Double Forward Propagation for Memorized Batch Normalization
Guo, Yong (South China University of Technology) | Wu, Qingyao (South China University of Technology) | Deng, Chaorui (South China University of Technology) | Chen, Jian (South China University of Technology) | Tan, Mingkui (South China University of Technology)
Batch Normalization (BN) has been a standard component in designing deep neural networks (DNNs).
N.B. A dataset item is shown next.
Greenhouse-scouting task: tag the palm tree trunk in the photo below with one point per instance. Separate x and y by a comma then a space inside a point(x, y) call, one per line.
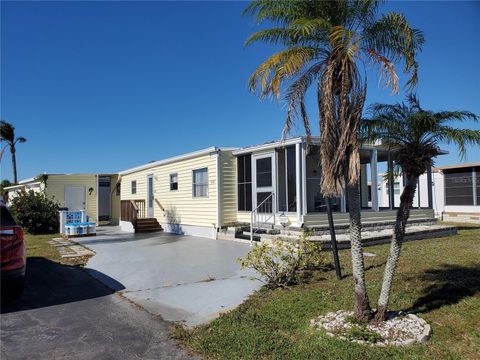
point(361, 309)
point(403, 213)
point(14, 163)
Although the standard BN can significantly accelerate the training of DNNs and improve the generalization performance, it has several underlying limitations which may hamper the performance in both training and inference. In the training stage, BN relies on estimating the mean and variance of data using a single mini-batch. Consequently, BN can be unstable when the batch size is very small or the data is poorly sampled. In the inference stage, BN often uses the so called moving mean and moving variance instead of batch statistics, i.e., the training and inference rules in BN are not consistent. Regarding these issues, we propose a memorized batch normalization (MBN), which considers multiple recent batches to obtain more accurate and robust statistics. Note that after the SGD update for each batch, the model parameters will change, and the features will change accordingly, leading to the Distribution Shift before and after the update for the considered batch. To alleviate this issue, we present a simple Double-Forward scheme in MBN which can further improve the performance. Compared to related methods, the proposed MBN exhibits consistent behaviors in both training and inference. Empirical results show that the MBN based models trained with the Double-Forward scheme greatly reduce the sensitivity of data and significantly improve the generalization performance.